1. A tank top that says “roll me in fairy dust and call me a unicorn.” Um, what? Is that a good thing? This isn’t off to a promising start.

2. Some gross-looking leggings that say “THIK AF” all around the waistband. We’re still not used to the idea that being called “thick” is a good thing, but these leggings are giving us more cheap AF vibes. Seriously, stick to Lululemon if you don’t want everyone at the gym to judge you.
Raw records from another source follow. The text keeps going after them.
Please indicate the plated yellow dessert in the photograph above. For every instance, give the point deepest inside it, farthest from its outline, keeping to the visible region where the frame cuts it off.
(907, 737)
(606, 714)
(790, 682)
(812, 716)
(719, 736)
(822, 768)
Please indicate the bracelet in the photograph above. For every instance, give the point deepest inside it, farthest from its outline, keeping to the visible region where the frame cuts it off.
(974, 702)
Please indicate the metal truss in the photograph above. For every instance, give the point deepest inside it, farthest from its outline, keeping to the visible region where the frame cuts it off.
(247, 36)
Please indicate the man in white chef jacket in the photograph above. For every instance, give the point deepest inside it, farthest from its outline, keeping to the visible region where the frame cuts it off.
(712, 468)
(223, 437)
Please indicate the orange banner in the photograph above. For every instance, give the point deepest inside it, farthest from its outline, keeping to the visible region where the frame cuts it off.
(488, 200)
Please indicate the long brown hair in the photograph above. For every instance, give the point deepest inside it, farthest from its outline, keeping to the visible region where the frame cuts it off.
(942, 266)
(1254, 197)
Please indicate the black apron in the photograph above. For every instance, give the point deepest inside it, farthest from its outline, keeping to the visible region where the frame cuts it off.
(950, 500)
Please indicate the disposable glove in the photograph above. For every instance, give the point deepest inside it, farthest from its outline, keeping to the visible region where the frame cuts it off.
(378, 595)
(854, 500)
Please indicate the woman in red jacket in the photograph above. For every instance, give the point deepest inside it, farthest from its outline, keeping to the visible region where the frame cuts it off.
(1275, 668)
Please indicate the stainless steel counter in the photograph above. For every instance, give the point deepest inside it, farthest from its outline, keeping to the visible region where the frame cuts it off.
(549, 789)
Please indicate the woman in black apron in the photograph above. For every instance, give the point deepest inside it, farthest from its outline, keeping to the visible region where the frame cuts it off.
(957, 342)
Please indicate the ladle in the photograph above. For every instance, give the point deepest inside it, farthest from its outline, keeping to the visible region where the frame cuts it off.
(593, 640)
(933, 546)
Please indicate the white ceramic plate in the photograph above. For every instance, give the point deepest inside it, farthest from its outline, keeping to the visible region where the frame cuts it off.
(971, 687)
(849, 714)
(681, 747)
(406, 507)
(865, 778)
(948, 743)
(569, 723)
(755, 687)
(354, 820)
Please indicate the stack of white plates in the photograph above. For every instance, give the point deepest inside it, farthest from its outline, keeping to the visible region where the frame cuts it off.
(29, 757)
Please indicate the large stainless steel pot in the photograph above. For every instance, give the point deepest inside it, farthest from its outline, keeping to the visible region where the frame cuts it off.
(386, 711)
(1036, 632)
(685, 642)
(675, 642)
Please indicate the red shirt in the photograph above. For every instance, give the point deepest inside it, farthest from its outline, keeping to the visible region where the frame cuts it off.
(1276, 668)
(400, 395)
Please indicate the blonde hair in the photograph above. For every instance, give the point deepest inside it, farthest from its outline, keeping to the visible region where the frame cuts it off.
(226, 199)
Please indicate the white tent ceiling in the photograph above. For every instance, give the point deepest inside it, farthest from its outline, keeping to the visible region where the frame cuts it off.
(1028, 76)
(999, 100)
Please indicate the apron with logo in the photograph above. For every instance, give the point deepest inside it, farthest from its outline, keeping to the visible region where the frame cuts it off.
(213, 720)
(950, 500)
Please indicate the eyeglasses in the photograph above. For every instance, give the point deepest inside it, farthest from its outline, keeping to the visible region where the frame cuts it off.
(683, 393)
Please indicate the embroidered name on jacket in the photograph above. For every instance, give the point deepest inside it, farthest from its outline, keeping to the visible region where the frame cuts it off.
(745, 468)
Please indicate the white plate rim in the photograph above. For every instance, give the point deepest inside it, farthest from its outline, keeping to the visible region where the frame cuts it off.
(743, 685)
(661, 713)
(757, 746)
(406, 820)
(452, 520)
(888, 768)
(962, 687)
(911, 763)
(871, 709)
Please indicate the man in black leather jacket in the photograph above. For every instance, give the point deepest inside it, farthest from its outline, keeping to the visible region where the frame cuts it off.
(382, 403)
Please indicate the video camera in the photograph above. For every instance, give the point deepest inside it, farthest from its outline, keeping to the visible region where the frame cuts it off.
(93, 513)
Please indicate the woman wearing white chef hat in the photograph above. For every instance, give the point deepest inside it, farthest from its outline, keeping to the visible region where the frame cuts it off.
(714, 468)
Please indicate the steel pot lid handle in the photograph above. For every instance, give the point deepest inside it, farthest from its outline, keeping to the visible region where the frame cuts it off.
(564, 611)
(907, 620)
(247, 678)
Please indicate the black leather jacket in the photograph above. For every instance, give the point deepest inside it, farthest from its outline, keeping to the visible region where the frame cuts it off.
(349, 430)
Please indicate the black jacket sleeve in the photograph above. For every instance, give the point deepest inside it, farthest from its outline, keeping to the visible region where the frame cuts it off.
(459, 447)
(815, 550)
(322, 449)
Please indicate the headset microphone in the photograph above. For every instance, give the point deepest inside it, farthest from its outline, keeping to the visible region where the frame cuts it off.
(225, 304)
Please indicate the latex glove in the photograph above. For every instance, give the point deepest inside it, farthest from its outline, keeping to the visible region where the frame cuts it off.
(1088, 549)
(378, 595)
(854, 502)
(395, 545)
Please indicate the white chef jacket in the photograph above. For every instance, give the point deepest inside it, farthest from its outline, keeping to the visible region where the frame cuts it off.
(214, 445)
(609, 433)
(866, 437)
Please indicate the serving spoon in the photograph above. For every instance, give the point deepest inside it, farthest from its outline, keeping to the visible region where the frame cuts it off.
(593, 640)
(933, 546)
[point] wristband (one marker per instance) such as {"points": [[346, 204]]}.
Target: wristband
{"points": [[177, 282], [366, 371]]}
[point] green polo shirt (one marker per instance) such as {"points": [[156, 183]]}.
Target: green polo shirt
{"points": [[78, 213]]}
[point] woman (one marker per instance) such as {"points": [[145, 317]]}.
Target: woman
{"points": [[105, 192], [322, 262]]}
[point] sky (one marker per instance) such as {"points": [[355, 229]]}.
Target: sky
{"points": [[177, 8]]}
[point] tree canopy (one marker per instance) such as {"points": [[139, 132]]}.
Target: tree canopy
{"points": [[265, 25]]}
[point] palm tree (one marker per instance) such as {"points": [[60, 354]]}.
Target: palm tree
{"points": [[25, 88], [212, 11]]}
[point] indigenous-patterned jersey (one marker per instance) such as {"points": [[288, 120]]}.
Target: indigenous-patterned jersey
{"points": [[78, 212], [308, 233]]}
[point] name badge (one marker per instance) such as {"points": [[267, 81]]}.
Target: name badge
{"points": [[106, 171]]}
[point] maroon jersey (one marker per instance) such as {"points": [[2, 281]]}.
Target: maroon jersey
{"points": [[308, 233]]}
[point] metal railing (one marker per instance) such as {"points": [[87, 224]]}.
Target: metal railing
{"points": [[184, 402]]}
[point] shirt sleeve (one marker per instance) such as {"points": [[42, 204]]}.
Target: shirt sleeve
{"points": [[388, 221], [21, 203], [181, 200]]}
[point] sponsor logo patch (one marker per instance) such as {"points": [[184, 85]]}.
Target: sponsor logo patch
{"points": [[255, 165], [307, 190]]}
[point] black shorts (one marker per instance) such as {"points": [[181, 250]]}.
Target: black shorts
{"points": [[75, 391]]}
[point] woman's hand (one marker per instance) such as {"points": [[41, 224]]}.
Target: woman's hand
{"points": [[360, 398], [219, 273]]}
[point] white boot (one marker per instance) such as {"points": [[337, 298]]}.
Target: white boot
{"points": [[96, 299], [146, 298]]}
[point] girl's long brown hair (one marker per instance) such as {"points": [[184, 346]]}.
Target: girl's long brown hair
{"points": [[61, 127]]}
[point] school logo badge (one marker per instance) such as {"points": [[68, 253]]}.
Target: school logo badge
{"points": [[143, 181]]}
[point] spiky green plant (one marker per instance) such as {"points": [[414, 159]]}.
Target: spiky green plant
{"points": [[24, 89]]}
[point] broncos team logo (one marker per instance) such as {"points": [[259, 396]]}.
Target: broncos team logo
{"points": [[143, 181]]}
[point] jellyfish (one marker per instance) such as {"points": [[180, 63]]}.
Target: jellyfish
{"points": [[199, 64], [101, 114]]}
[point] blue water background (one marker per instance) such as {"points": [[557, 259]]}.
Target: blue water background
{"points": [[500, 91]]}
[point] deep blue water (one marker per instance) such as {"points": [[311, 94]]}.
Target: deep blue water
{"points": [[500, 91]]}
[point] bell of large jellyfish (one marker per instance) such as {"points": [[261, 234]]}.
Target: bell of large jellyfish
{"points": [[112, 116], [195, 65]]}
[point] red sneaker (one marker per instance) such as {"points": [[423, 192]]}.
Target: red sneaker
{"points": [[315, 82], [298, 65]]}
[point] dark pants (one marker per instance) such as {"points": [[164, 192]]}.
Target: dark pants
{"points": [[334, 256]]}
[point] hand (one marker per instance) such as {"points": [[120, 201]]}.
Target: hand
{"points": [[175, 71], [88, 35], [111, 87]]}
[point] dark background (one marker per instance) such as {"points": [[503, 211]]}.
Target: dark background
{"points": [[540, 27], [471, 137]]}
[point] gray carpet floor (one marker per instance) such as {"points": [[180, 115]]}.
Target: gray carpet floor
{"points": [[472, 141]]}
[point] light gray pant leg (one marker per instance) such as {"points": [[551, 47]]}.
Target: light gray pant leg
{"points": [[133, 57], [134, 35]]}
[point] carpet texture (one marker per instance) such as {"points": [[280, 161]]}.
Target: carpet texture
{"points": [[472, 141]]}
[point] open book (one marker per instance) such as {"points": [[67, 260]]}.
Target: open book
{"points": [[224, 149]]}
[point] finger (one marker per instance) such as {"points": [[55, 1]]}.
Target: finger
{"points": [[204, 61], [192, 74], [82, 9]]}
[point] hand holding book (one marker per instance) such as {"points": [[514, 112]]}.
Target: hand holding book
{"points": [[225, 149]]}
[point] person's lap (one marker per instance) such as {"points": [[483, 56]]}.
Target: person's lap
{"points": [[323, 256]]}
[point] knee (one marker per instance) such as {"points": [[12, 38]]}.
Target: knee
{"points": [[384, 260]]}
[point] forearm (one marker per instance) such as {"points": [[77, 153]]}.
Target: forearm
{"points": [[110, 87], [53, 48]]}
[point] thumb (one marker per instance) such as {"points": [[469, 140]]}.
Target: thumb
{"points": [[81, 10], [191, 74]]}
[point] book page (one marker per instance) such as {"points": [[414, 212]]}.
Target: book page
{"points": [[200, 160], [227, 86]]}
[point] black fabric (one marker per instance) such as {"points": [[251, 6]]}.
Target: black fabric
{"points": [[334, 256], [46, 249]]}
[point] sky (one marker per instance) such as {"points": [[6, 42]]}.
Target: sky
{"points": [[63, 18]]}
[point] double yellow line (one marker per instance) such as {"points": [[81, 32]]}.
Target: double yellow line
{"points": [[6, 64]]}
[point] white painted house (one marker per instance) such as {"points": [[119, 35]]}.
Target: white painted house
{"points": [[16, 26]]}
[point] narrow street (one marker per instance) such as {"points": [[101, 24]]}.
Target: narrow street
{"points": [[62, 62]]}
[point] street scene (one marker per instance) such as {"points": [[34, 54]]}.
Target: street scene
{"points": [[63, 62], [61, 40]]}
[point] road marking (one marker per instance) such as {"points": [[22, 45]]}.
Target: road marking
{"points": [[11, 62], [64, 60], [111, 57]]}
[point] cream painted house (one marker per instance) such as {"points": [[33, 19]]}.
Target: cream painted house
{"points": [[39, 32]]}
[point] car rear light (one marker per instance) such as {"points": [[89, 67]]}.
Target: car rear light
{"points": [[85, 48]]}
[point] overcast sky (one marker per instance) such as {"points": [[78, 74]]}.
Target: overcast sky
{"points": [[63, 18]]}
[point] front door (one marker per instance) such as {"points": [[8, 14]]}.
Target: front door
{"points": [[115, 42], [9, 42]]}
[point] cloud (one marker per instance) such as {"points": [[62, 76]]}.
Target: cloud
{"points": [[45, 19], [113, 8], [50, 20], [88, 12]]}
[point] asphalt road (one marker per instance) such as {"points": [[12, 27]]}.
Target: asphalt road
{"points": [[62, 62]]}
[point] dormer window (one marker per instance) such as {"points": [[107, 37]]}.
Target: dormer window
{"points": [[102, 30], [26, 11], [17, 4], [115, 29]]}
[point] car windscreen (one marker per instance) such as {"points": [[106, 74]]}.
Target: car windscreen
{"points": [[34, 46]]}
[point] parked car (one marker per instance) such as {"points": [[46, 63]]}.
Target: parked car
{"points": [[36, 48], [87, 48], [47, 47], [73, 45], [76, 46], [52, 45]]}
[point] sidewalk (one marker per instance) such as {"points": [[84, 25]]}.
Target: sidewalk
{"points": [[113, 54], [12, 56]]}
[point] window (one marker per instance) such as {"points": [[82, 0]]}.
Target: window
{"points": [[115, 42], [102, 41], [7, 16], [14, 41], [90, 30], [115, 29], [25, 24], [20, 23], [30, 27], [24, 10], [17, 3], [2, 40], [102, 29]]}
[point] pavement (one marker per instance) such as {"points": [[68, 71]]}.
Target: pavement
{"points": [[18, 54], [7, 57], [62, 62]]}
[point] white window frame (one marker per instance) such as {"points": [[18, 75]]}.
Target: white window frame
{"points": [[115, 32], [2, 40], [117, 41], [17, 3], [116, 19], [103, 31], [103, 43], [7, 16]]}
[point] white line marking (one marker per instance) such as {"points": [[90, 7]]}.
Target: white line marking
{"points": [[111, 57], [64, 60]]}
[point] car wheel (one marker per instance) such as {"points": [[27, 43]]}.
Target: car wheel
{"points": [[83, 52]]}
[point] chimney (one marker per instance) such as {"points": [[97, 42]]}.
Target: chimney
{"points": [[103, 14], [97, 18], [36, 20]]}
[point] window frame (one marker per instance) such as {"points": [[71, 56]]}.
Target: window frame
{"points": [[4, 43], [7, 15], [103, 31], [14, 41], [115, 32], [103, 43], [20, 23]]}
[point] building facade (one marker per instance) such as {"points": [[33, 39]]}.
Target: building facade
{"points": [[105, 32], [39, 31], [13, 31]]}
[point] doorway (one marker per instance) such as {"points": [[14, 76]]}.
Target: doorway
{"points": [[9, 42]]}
3. A koozie that says “Thirsty AF,” because nothing says that you’re a responsible mom like a koozie! Someone clearly just told JWoww about the whole “AF” thing for the first time, because she’s very into it. I guess it’s hard to keep up with the trends when you have to raise two kids and gym, tan, laundry.

JWoww

4. JWoww brand bronzer. If there’s one thing Jenni has that we actually might be jealous of, it’s that elusive tan. Normally we’re very iffy about buying cosmetics made by someone who is most famous for showing their fake boobs on a reality TV show, but we’d try this.

5. Orange creamsicle scented sunscreen. This sounds gross. Fucking ew. We don’t want to smell like a creamsicle, thanks anyway though!

So, is the box worth it? If you love tacky shit and not acting your age, sure, go for it. Otherwise, save the 50 bucks and forget you ever saw that tank top.